# 2.2 The Dataset

Code used to run some sanity checks on the raw dataset for section 2.2 of the dissertation.

## Setup

The `json_lines` library will be used to parse the data files.

In [10]:
from json_lines import reader as jl_reader

Both the friend and group data are stored in individual files. However, the review and review text data are divided between 524 different enumerated files.

In [30]:
DIR = '../data/raw/'
PATH_FRIENDS = DIR + 'friends.jl'
PATH_GROUPS  = DIR + 'groups.jl'
PATH_REVIEWS = DIR + 'reviews/review_page%d.jl'
PATH_TEXTS   = DIR + 'reviews_text/reviewtext_page%d.jl'
REVIEW_PAGES = 524

The following function will extract and return the unique integer value from a Steam profile URL string.
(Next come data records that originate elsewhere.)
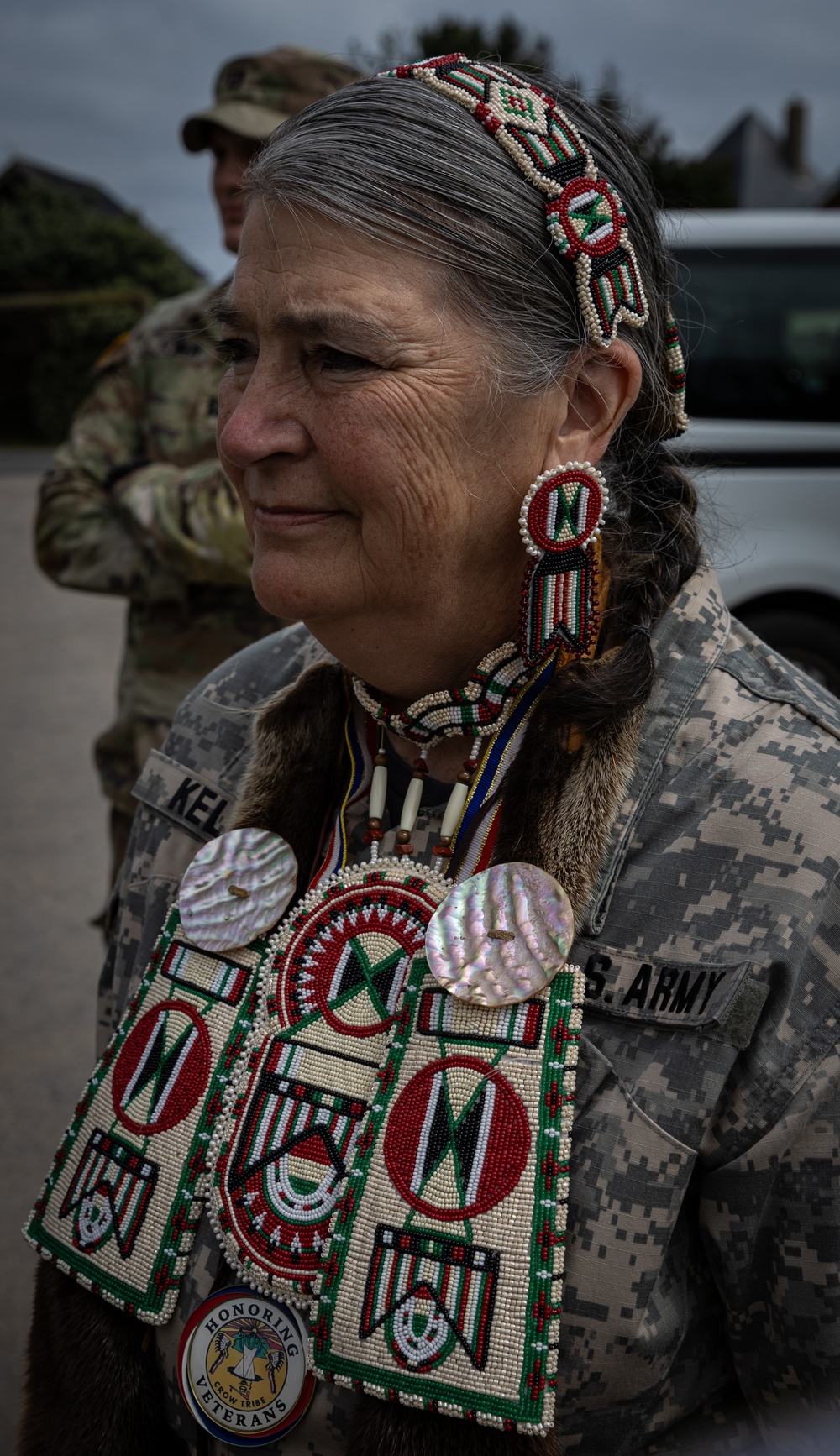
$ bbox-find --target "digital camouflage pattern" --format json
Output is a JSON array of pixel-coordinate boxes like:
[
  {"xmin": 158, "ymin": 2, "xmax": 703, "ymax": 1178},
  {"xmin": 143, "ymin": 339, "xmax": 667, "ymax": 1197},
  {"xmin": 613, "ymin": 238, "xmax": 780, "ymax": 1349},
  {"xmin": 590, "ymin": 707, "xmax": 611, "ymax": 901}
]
[
  {"xmin": 35, "ymin": 284, "xmax": 276, "ymax": 859},
  {"xmin": 92, "ymin": 568, "xmax": 840, "ymax": 1456},
  {"xmin": 182, "ymin": 45, "xmax": 361, "ymax": 151}
]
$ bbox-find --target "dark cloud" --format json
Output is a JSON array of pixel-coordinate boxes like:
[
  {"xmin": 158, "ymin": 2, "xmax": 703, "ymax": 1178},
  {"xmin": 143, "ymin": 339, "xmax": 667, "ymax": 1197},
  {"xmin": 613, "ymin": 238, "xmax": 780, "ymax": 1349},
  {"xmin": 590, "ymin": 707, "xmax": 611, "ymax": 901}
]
[{"xmin": 0, "ymin": 0, "xmax": 840, "ymax": 275}]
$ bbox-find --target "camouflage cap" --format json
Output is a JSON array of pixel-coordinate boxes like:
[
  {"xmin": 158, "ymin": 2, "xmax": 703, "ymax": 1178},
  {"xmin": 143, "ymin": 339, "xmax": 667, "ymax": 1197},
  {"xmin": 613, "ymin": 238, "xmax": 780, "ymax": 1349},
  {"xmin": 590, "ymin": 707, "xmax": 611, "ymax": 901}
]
[{"xmin": 182, "ymin": 45, "xmax": 361, "ymax": 151}]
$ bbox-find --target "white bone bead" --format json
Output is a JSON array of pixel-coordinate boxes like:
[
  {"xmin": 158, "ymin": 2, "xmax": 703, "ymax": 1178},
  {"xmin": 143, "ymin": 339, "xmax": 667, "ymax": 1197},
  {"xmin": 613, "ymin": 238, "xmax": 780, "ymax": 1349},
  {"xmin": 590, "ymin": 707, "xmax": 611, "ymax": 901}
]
[
  {"xmin": 367, "ymin": 763, "xmax": 387, "ymax": 819},
  {"xmin": 441, "ymin": 783, "xmax": 470, "ymax": 839},
  {"xmin": 398, "ymin": 779, "xmax": 423, "ymax": 835}
]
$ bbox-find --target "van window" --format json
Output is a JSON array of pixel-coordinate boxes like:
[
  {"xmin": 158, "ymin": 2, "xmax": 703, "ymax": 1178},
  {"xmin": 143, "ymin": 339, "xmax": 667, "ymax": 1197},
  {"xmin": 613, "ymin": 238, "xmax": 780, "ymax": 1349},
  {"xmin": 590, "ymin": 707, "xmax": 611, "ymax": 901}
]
[{"xmin": 674, "ymin": 248, "xmax": 840, "ymax": 421}]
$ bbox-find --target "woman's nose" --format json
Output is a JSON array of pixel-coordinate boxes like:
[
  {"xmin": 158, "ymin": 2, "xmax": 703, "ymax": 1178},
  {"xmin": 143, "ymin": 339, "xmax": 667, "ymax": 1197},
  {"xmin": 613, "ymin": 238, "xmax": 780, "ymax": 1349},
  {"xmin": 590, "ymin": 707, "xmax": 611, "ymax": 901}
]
[{"xmin": 218, "ymin": 374, "xmax": 312, "ymax": 470}]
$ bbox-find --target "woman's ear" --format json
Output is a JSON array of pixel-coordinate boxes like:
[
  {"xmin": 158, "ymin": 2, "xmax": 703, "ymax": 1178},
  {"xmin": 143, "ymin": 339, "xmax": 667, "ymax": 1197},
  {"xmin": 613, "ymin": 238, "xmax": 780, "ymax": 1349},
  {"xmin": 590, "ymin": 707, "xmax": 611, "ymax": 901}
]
[{"xmin": 543, "ymin": 339, "xmax": 642, "ymax": 470}]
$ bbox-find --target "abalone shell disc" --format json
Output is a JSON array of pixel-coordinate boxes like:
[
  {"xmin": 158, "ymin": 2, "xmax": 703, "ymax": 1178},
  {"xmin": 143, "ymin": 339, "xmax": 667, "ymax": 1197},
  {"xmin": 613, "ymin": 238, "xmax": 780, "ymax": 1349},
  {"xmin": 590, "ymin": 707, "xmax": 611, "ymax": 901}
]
[
  {"xmin": 425, "ymin": 863, "xmax": 575, "ymax": 1006},
  {"xmin": 177, "ymin": 829, "xmax": 297, "ymax": 951}
]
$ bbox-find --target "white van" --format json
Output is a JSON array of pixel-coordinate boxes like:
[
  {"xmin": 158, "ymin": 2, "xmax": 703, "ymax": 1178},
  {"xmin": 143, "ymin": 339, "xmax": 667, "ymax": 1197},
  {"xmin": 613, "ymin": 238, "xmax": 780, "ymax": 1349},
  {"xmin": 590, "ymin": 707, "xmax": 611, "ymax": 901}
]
[{"xmin": 664, "ymin": 210, "xmax": 840, "ymax": 696}]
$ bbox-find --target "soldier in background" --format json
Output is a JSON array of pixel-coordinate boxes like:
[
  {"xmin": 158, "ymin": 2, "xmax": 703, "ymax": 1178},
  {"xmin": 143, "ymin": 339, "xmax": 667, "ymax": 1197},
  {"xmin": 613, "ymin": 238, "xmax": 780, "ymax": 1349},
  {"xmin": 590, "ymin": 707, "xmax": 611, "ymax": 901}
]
[{"xmin": 35, "ymin": 46, "xmax": 358, "ymax": 877}]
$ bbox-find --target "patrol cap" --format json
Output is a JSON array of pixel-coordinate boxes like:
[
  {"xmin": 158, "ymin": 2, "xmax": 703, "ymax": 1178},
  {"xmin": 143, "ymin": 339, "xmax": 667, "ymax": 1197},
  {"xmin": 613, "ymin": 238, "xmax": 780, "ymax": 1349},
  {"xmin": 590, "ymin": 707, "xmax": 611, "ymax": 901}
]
[{"xmin": 182, "ymin": 45, "xmax": 361, "ymax": 151}]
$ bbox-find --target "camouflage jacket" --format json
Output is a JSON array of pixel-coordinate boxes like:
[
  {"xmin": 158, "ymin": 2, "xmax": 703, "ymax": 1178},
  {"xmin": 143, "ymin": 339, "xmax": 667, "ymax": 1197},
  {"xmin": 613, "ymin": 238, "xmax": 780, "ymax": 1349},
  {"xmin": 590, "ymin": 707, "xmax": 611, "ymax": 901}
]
[
  {"xmin": 35, "ymin": 279, "xmax": 276, "ymax": 722},
  {"xmin": 85, "ymin": 568, "xmax": 840, "ymax": 1456}
]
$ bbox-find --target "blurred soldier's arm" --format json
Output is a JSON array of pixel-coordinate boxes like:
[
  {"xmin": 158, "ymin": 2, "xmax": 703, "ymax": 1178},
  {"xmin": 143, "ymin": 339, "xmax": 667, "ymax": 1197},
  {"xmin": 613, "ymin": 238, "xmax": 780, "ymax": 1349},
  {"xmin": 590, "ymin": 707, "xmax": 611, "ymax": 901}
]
[{"xmin": 35, "ymin": 306, "xmax": 250, "ymax": 599}]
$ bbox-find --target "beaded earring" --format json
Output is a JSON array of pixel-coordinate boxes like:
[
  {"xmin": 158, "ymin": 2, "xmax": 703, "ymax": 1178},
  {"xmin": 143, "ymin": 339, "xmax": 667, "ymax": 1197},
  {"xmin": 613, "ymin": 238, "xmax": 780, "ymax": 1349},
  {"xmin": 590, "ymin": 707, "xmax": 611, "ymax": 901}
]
[{"xmin": 520, "ymin": 460, "xmax": 608, "ymax": 667}]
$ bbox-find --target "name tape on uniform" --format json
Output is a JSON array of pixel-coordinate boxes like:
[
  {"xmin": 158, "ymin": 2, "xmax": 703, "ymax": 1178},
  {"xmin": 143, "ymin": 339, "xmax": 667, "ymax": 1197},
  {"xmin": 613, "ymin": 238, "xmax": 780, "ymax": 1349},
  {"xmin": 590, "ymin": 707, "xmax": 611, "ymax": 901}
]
[
  {"xmin": 572, "ymin": 940, "xmax": 751, "ymax": 1026},
  {"xmin": 133, "ymin": 748, "xmax": 230, "ymax": 841}
]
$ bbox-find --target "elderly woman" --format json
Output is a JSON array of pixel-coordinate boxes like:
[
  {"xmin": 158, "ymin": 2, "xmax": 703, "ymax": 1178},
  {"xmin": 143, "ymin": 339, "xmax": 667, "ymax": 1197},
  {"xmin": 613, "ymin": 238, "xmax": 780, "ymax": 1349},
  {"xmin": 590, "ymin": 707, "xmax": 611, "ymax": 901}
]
[{"xmin": 24, "ymin": 57, "xmax": 840, "ymax": 1456}]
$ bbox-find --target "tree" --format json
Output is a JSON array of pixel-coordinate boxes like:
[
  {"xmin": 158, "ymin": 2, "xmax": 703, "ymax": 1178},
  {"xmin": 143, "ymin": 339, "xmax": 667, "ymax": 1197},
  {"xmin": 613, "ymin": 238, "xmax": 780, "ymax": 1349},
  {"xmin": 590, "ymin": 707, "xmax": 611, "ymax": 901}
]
[
  {"xmin": 0, "ymin": 181, "xmax": 199, "ymax": 444},
  {"xmin": 351, "ymin": 16, "xmax": 735, "ymax": 208},
  {"xmin": 417, "ymin": 16, "xmax": 552, "ymax": 76}
]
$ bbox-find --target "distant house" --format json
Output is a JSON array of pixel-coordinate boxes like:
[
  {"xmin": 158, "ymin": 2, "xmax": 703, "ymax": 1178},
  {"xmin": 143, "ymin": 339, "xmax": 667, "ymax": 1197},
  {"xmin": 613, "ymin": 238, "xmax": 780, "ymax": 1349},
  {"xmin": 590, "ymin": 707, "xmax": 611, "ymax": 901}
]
[
  {"xmin": 705, "ymin": 101, "xmax": 840, "ymax": 208},
  {"xmin": 0, "ymin": 157, "xmax": 129, "ymax": 217}
]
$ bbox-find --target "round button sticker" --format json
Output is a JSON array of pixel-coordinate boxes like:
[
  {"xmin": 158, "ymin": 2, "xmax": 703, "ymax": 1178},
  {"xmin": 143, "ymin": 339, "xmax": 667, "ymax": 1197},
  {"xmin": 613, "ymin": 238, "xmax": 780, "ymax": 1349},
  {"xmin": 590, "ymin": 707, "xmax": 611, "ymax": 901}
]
[{"xmin": 177, "ymin": 1286, "xmax": 316, "ymax": 1446}]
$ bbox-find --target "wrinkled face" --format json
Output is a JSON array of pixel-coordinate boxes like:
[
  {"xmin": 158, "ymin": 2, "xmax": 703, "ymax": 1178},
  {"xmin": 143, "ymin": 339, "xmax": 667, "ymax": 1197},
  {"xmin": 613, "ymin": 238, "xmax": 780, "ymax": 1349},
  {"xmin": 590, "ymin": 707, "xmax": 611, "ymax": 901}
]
[
  {"xmin": 218, "ymin": 204, "xmax": 546, "ymax": 661},
  {"xmin": 208, "ymin": 123, "xmax": 260, "ymax": 254}
]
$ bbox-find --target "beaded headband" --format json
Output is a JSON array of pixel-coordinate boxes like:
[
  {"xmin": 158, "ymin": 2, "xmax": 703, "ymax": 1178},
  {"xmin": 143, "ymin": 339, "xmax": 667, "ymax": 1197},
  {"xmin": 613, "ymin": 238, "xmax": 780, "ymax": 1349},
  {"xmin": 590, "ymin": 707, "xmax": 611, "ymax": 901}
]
[{"xmin": 380, "ymin": 52, "xmax": 689, "ymax": 432}]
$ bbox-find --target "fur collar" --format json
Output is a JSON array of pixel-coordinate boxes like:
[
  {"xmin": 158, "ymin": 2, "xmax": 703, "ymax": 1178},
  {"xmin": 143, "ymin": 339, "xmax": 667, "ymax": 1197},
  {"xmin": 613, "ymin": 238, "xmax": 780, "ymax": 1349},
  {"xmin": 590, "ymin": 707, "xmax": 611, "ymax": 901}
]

This conversion will reduce the amount of memory used by the program and make it more efficicent.

In [31]:
def profile_str_to_int(profile):
    return int(profile[16:])

## Sanity Checks

### User Consistency Check

This check will iterate over every entry in all four sections of the dataset and attempt to ensure that every user with an entry in any one section of the dataset has entries in all four sections of the dataset. For example, if the dataset contains the friend list for a user then it should also contain their review, review text and group membership data.

In [22]:
def read_user_ids_from_file(path):
    user_ids = set()
    with open(path, 'rb') as f:
        for entry in jl_reader(f):
            user_ids.add(profile_str_to_int(entry['steamid']))
    return user_ids

friend_uids = read_user_ids_from_file(PATH_FRIENDS)
group_uids = read_user_ids_from_file(PATH_GROUPS)
review_uids = set()
text_uids = set()
for i in range(1, REVIEW_PAGES + 1):
    review_uids |= read_user_ids_from_file(PATH_REVIEWS % i)
    text_uids |= read_user_ids_from_file(PATH_TEXTS % i)

In [28]:
combined_uids = friend_uids & group_uids & review_uids & text_uids

In [29]:
print('Friends: ', len(friend_uids))
print('Groups:  ', len(group_uids))
print('Reviews: ', len(review_uids))
print('Texts:   ', len(text_uids))
print('Combined:', len(combined_uids))

Friends:  4000093
Groups:   4183277
Reviews:  4183276
Texts:    4183276
Combined: 4000033